Author Topic: Server disappearing off the net  (Read 3876 times)

Server disappearing off the net
« on: 22 May, 2008, 04:43:19 pm »
We've got a server that keeps disappearing off of the network.  Luckily I didn't set it up, so It's Not My Fault [tm]. ;D

It's a Debian box, and it looks like something fairly fundamental is happening, since last time it happened, I pointed nmap on another machine at it, and as far as nmap was concerned, the machine wasn't there.

There are a few entries in the logs which to me just suggest that NFS and Exim had issues seeing the outside world, and these entries are other things being upset by the net going all squirrelly and not the cause of it.

Can anyone make any suggestions of likely things that I can look at?  I'm sitting here "tail -f"-ing the output from syslog and hoping that things die, so I can watch what happens, but so far it's working fine!
Actually, it is rocket science.
 

Re: Server disappearing off the net
« Reply #1 on: 22 May, 2008, 04:47:59 pm »
I take it you've put "*.debug" in syslogd.conf too...

It may also be outputting panic info to the console. So if it's headless then you might want to whack a monitor on it (or set it up to have console over serial). And if you're on the console note that the panic info may be being pushed off the screen by your tailing...
"Yes please" said Squirrel "biscuits are our favourite things."

rae

Re: Server disappearing off the net
« Reply #2 on: 22 May, 2008, 04:48:12 pm »
Check physical first - cables, cards and duplex settings.  What does the connected switch have to say about it?

Re: Server disappearing off the net
« Reply #3 on: 22 May, 2008, 05:07:32 pm »
I'm with Rae. Look at the switch stats.
I think you'll find it's a bit more complicated than that.

Re: Server disappearing off the net
« Reply #4 on: 22 May, 2008, 05:08:28 pm »
It's connected to a dumb switch, but other machines connected to that switch do not have any problems with their network access, but equally cannot see this machine when it goes a bit nuts any more than any remote machines.

It doesn't permanently die, since it seems to come back eventually, and there seems to be nothing obvious in the logs.  There are entries for any debug events to be logged in syslogd's conf file.

I've checked the cabling and switch as best I can, and they all seem fine.

As usual in these situations it's doing it's best impersonation of a watched kettle at the moment...
Actually, it is rocket science.
 

Re: Server disappearing off the net
« Reply #5 on: 22 May, 2008, 05:10:41 pm »
Try moving it to a different port on the switch. Try a new patch lead. Check the speed and duplex of the Ethernet port and see if its the same as that on a box that isn't having any issues. Buy a managed switch. Unmanaged switches are for home use only.
I think you'll find it's a bit more complicated than that.

Re: Server disappearing off the net
« Reply #6 on: 22 May, 2008, 05:21:40 pm »
It's not a particularly heavily used machine, and I can't easily justify buying a managed switch to hang it off.

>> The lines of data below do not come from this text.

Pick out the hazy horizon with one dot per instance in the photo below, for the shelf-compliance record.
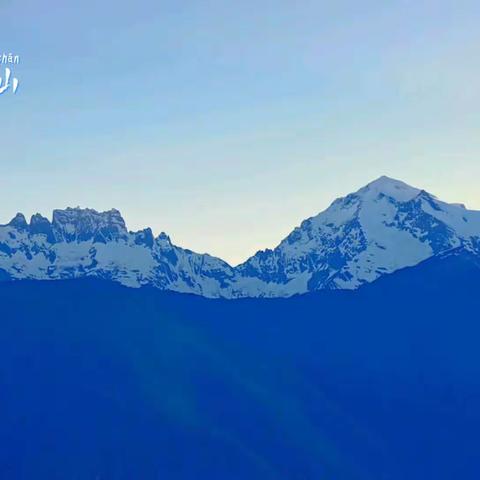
(226, 124)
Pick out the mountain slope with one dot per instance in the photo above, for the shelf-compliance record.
(384, 226)
(102, 381)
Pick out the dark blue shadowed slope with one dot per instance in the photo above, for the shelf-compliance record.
(98, 381)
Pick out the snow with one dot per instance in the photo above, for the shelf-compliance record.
(384, 226)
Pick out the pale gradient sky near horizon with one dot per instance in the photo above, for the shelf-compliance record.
(226, 123)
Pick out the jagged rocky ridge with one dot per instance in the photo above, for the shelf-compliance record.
(384, 226)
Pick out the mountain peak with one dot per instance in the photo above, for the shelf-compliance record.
(18, 221)
(391, 187)
(86, 223)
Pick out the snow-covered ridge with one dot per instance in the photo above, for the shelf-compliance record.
(384, 226)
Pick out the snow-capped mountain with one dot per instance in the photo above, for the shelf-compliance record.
(83, 242)
(384, 226)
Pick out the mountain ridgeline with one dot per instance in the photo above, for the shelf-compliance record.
(100, 381)
(383, 227)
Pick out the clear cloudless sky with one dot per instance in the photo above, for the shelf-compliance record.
(225, 123)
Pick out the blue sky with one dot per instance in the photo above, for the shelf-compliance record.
(225, 123)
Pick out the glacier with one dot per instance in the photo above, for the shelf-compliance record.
(385, 226)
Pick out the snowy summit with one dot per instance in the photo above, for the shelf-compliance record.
(384, 226)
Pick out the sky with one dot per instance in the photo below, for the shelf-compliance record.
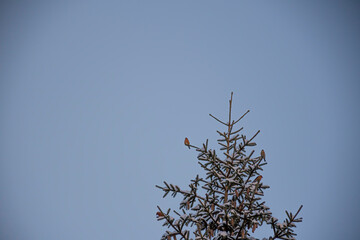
(96, 98)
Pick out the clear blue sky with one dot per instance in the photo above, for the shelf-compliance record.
(98, 96)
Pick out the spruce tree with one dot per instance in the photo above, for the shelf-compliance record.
(230, 206)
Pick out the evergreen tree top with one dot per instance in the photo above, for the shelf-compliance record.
(232, 206)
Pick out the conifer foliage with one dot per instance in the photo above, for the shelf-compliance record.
(230, 206)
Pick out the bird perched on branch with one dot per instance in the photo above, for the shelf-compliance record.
(187, 142)
(262, 154)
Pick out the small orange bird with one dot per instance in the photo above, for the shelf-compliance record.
(263, 154)
(258, 178)
(186, 142)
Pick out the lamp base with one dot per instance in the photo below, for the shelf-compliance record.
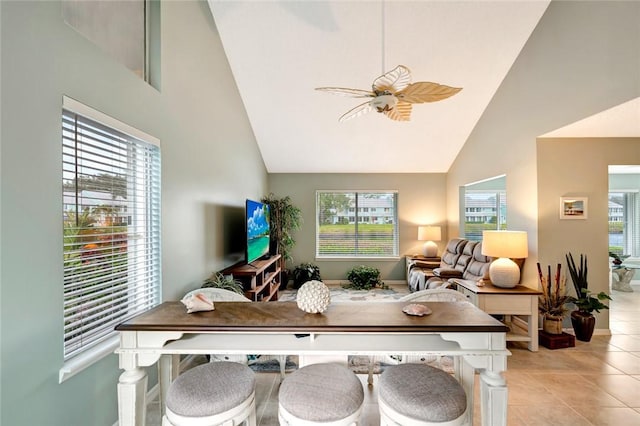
(430, 249)
(504, 273)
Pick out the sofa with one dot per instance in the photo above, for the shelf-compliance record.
(461, 258)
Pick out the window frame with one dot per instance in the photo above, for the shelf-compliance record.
(355, 215)
(84, 355)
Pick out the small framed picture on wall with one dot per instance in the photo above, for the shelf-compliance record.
(573, 207)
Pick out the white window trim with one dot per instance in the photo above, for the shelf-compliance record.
(81, 109)
(87, 358)
(349, 258)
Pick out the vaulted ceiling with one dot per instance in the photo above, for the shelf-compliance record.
(280, 51)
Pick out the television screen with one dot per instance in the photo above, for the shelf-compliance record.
(257, 215)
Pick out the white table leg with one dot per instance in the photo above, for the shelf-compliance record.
(168, 370)
(493, 398)
(132, 389)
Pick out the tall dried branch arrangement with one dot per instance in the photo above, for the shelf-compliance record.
(554, 296)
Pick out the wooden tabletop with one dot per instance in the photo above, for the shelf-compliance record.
(489, 288)
(361, 317)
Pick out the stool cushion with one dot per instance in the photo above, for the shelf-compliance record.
(422, 392)
(321, 393)
(210, 389)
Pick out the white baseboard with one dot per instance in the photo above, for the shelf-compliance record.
(390, 283)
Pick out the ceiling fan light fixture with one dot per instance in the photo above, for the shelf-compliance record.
(393, 95)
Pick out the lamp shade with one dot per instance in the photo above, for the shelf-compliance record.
(511, 244)
(429, 233)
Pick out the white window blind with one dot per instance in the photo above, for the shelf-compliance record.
(356, 224)
(111, 217)
(624, 223)
(484, 210)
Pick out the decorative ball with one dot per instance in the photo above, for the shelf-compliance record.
(313, 297)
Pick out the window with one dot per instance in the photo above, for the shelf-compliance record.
(624, 228)
(128, 31)
(111, 224)
(483, 207)
(347, 228)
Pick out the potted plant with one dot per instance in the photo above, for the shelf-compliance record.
(552, 302)
(226, 282)
(285, 218)
(305, 272)
(364, 278)
(582, 318)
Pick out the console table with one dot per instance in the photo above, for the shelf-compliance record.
(279, 328)
(520, 300)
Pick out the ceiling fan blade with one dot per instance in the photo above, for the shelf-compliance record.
(424, 91)
(394, 81)
(402, 112)
(357, 111)
(344, 91)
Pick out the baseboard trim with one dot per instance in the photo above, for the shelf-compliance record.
(390, 283)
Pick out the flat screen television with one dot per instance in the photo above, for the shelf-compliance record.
(257, 227)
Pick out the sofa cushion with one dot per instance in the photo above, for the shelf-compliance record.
(452, 252)
(478, 267)
(446, 273)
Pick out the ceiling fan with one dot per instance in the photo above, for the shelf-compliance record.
(393, 94)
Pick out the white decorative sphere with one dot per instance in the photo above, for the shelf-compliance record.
(313, 297)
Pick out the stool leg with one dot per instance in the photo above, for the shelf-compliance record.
(252, 419)
(370, 378)
(283, 364)
(493, 397)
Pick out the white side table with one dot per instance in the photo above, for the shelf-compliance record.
(621, 278)
(513, 303)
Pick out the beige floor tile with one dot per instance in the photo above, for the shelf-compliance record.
(608, 416)
(574, 390)
(544, 415)
(622, 387)
(629, 343)
(525, 391)
(626, 362)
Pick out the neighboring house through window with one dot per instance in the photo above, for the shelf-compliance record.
(483, 207)
(356, 224)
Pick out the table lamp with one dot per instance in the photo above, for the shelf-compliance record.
(429, 234)
(503, 245)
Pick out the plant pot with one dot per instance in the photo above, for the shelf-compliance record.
(583, 325)
(552, 324)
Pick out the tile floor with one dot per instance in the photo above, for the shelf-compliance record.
(595, 383)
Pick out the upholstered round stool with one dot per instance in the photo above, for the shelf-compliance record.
(212, 394)
(320, 394)
(420, 395)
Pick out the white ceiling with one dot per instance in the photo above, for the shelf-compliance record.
(279, 51)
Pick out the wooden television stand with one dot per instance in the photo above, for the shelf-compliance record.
(260, 278)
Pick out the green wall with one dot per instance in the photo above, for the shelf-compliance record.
(210, 164)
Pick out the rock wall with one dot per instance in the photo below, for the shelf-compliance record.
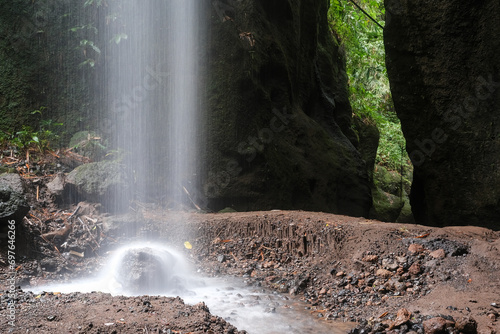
(279, 120)
(41, 57)
(444, 69)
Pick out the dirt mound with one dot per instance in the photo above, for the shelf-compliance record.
(385, 277)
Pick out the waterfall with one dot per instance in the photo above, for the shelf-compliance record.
(152, 80)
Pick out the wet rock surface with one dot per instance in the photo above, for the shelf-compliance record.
(447, 99)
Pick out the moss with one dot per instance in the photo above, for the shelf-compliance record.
(305, 161)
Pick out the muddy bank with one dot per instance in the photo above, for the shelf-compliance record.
(346, 269)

It's not my machine, but the guy who does run it doesn't really know what's happening, but is happy to give me root access so I can poke around and see if I can see if there is anything obviously wrong.

No one other than him or me has root access (as far as I can see...).

When this happens it's more of an annoyance, since it comes back under its own steam.  I'm just not sure why it's going a bit doolally.
Actually, it is rocket science.
 

rae

Re: Server disappearing off the net
« Reply #7 on: 22 May, 2008, 05:32:31 pm »
Assuming it is lightly used, fire up Wireshark and leave it running on the interface.   Next time it barfs, look at the results.    Hardware problems are generally pretty obvious if you have access to the logs, and are the first place to check - duplex settings are crackers.   

By "not seeing it" are you sure that the server is unhappy - i.e. that it not an external problem.   DNS perhaps? 

Re: Server disappearing off the net
« Reply #8 on: 22 May, 2008, 05:36:32 pm »
Duplicate IP addresses?

Before we had a DHCP range the usual routine was to ping an IP on that subnet and if there was no response they'd use that IP address.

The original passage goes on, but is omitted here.